Indeed we’ve long said that the vacuum tube crowd will be trotted out as the culprit if and when central planners finally lose all control both of markets and the narrative, and nowhere are authorities losing control of both more quickly than in China, where keeping the equity dream alive via a CNY1 trillion plunge protection scheme is becoming more and more difficult by the day. To wit, from overnight:
Perhaps the biggest surprise about the overnight Chinese stock rout is which followed the lowest manufacturing PMI since March 2009, is that it happened despite repeat sellside pleas for a PBOC RRR cut as soon as this weekend: usually that alone would have been sufficient to push the market back into the green, and it almost worked when in the afternoon session stocks rebounded after dropping as much as 4.7% below the "hard" floor of 3500, but then a second bout of selling just before the close took Chinese stocks right back to the lows with the Shanghai Composite closing at 3,507, down 4.3% on the day, having wiped out the entire 18% rebound from July 8 when the PBOC first threatened both sellers and shorters with arrest.

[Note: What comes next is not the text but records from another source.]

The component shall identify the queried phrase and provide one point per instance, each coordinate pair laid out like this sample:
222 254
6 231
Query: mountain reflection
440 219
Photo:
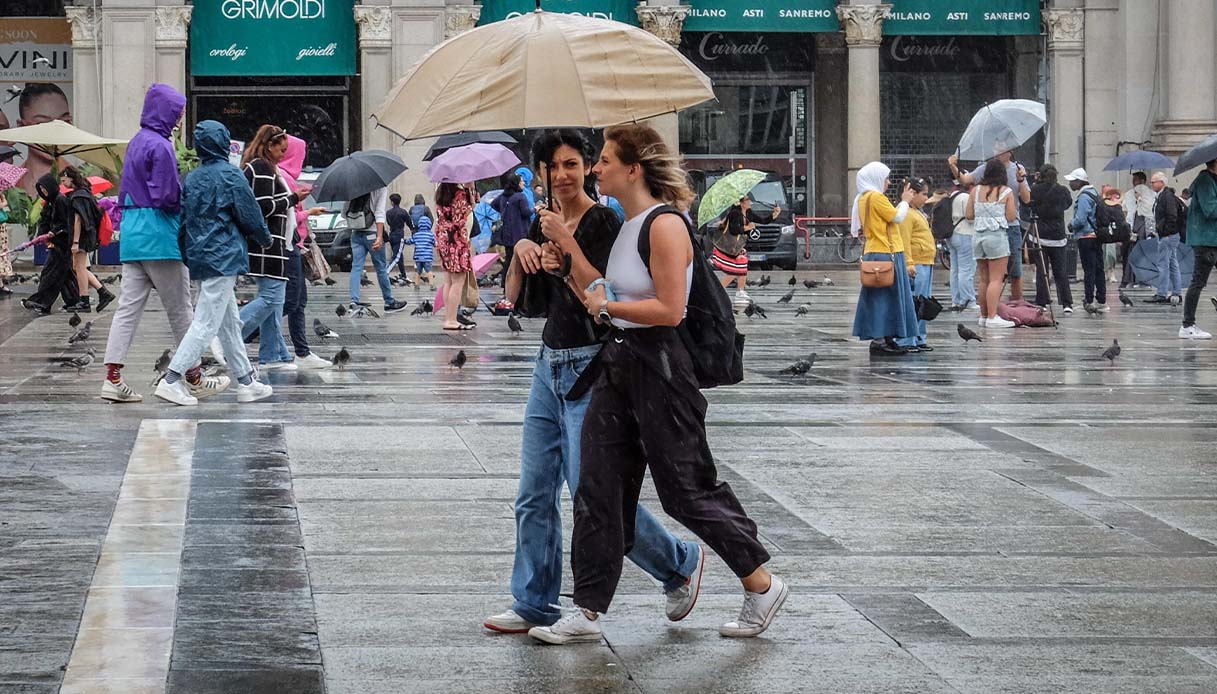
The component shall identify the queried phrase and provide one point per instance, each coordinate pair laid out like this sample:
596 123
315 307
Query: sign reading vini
963 17
273 38
762 16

Which is probably why threats of harm had to be repeated: around closing time, the Chinese SEC said it was investigating major stakeholders of listed companies for illegally reducing holdings.

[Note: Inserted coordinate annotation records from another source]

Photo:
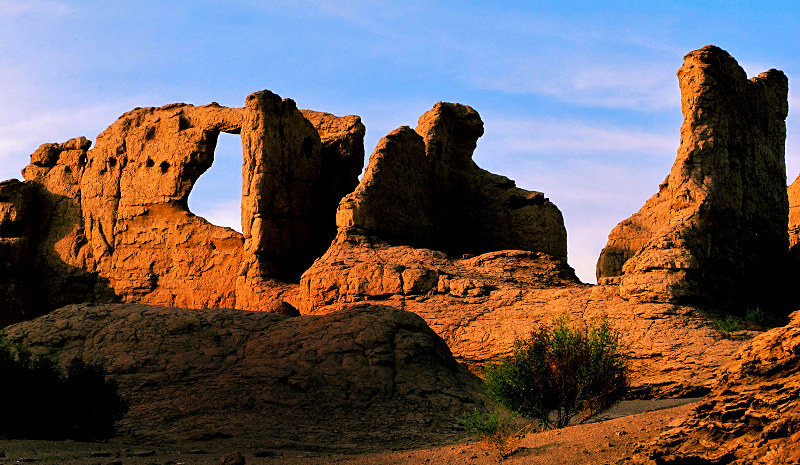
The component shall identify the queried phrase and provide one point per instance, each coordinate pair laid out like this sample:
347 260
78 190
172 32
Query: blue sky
579 99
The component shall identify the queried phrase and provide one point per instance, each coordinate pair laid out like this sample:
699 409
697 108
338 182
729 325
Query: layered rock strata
752 414
480 305
716 229
112 222
368 375
422 189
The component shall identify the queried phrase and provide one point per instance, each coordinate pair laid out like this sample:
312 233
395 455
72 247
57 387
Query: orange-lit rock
716 230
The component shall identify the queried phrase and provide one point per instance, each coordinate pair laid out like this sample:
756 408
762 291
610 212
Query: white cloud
11 8
633 86
571 138
22 130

And because that may not be enough, we got the following this morning, which confirms precisely what we said above:
BREAKING: Chinese securities regulator has issued notice to local brokerages to launch investigations on "quant hedge trading" - state media
— George Chen (@george_chen) August 21, 2015 [7]
Official media Securities Times: China's investigation on "quant hedge trading" will focus whether it's "fair" for market, retail investors
— George Chen (@george_chen) August 21, 2015 [8]
Well, of course it's not "fair" for retail investors to pay a tax they can't even see on every single trade so algos can scalp billions in exchange for their liquidity provision services that don't really provide any liquidity and rest assured that if someone in the Politburo gets word that some quote stuffing, spoofing algo triggered a sharp move to the downside that in turn cost the PBoC a few extra billion in plunge protection "loans" to CSF, well that will be all she wrote for China's newly-arrived Flash Boys [9].